今回のデータから、同様の企画を設計する際に参考にできる点を整理します。

  1. 参加経路は「絞る」だけでなく「並べる」選択肢もある — リポストとハッシュタグ投稿を並列にしたことで、拡散1,787件とUGC337件が別トラックで積み上がりました。
    ただし応募条件の文章自体は短く保つことが前提です。
  2. 告知は生活動線の時間帯に置く — 朝8時30分の投稿で、拡散・UGCともに9時台にピークが立ちました。
    ピークが揃うかどうかは、告知タイミングが読者の可処分時間と噛み合っているかの目安になります。
  3. ラインナップを先に見せておく — 賞ごとの絵柄が公開済みだったため、「どれが欲しいか」という具体的な指名が反応として集まりました。
    参加の動機を、抽選への期待から商品の選択へ引き寄せる効果が期待できます。
  4. 説明の要らない題材を選ぶ — 対象層にとって固有名詞だけで文脈が通じる題材は、告知文を短くできます。
    短い告知文は参加判断までの時間を縮めます。
  5. UGCは「数」ではなく「残る資産」として評価する — 337件のハッシュタグ投稿は、拡散数と同じ物差しで測るものではありません。
    一件ごとに固有の文章と画像が伴うため、施策が終わったあとも検索で辿れる形で残り続けます。

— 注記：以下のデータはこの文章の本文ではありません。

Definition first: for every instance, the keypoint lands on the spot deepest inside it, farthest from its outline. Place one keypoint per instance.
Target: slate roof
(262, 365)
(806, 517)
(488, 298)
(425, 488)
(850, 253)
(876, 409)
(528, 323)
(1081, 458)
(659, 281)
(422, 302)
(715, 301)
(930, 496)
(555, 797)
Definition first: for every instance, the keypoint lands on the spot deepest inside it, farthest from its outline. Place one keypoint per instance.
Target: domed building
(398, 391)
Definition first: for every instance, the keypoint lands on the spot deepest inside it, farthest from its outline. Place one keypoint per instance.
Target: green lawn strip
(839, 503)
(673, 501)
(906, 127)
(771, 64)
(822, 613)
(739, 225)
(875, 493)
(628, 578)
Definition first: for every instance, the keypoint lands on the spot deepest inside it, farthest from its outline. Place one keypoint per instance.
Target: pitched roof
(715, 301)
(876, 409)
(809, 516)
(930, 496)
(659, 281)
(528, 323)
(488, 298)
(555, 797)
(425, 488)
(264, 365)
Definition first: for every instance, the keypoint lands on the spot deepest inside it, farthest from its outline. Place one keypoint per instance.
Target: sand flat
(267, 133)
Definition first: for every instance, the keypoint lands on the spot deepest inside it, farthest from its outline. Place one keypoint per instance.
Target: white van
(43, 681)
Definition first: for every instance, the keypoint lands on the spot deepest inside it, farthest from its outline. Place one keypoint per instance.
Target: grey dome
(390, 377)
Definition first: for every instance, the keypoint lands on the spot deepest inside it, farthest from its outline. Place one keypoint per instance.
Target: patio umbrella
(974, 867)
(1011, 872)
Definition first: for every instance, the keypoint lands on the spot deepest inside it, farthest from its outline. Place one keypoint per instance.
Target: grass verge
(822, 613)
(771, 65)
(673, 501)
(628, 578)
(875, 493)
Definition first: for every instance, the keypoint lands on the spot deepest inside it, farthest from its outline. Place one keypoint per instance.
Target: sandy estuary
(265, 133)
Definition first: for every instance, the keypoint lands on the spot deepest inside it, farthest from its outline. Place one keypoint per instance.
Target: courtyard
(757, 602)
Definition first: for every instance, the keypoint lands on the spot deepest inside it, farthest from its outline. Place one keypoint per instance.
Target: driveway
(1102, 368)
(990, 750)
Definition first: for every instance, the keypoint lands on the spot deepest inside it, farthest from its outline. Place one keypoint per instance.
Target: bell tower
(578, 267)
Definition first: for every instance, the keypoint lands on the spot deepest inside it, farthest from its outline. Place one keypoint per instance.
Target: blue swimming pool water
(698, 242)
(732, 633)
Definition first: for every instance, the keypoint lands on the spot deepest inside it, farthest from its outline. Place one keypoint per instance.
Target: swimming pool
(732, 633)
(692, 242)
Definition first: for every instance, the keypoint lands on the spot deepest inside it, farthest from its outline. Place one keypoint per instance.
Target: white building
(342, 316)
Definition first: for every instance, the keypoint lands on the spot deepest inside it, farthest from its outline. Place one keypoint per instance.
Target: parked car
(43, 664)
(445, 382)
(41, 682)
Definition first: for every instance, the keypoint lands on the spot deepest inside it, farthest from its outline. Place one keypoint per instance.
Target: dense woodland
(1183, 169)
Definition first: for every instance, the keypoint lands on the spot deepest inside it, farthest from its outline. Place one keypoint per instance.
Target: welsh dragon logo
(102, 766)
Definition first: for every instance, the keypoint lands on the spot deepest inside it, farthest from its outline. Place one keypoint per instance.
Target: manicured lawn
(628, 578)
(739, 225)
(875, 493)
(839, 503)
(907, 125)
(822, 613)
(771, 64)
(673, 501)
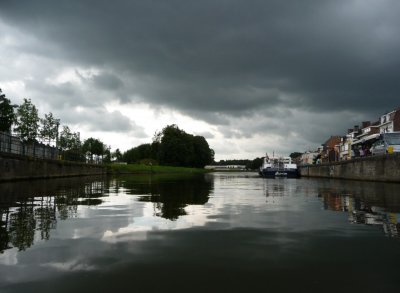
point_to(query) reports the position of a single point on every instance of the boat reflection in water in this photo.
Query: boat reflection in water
(278, 167)
(223, 231)
(361, 211)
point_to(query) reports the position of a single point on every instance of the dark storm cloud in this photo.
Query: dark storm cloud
(229, 56)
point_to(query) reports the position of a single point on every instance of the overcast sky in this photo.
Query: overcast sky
(250, 76)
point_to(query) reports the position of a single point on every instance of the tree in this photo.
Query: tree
(117, 155)
(93, 146)
(7, 114)
(49, 128)
(69, 140)
(27, 121)
(178, 148)
(136, 154)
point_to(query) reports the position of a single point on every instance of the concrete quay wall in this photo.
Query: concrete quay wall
(385, 168)
(17, 167)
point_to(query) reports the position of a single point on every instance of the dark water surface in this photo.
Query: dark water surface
(222, 232)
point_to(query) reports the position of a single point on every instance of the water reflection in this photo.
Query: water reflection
(30, 210)
(366, 203)
(236, 231)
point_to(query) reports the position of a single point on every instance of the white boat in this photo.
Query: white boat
(278, 167)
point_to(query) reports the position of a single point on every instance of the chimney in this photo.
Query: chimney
(366, 124)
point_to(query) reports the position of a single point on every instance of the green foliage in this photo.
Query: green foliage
(93, 146)
(7, 115)
(27, 121)
(49, 128)
(138, 153)
(173, 147)
(146, 168)
(69, 140)
(295, 155)
(117, 155)
(178, 148)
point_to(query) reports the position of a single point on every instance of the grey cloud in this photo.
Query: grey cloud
(210, 54)
(226, 61)
(107, 81)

SocialReport でキャンペーンの反響を可視化する

今回のような2トラック構成のキャンペーンは、SocialReport のX機能が直接対応している領域です。
リポスト(拡散)調査では特定ツイートのリポストと引用リポストを自動で追跡でき、「リポストのみ/引用のみ/両方」の3パターンから集計対象を選べます。
ハッシュタグ側はキーワード調査でカバーでき、投稿数推移・投稿者ランキング・曜日×時間帯ヒートマップ・ワードクラウドまでを一画面で確認できます。

今回の記事で見たような「拡散の山とUGCの山が揃っているか」という比較も、2本の調査を並べれば実測値で追えます。
集計結果は約50項目から選べるPDFレポートとして出力できるため、社内共有や振り返り資料の作成にかかる工数もそのまま圧縮できます。
クレジットカード不要の無料トライアルを用意しています。

まとめ

参加のしかたを2通り用意したこのキャンペーンは、拡散とUGCという性質の違う数字を同時に立ち上げました。
参加経路を増やすと導線が分散して数字が薄まる、という懸念は今回のデータからは見て取れません。
むしろ、告知文の短さと題材の説明不要性が保たれていれば、経路を並べることは取りこぼしを減らす方向に働くと読み取れます。

※本記事のデータは 2026年08月04日11時時点で X 上の公開情報をもとに SocialReport が集計した非公式の分析です。
リポスト数などの数値は取得時点のスナップショットであり、最新の値とは異なる場合があります。
担い手・参加者の分析は、確認できたサンプルの範囲での傾向であり、全数調査ではありません。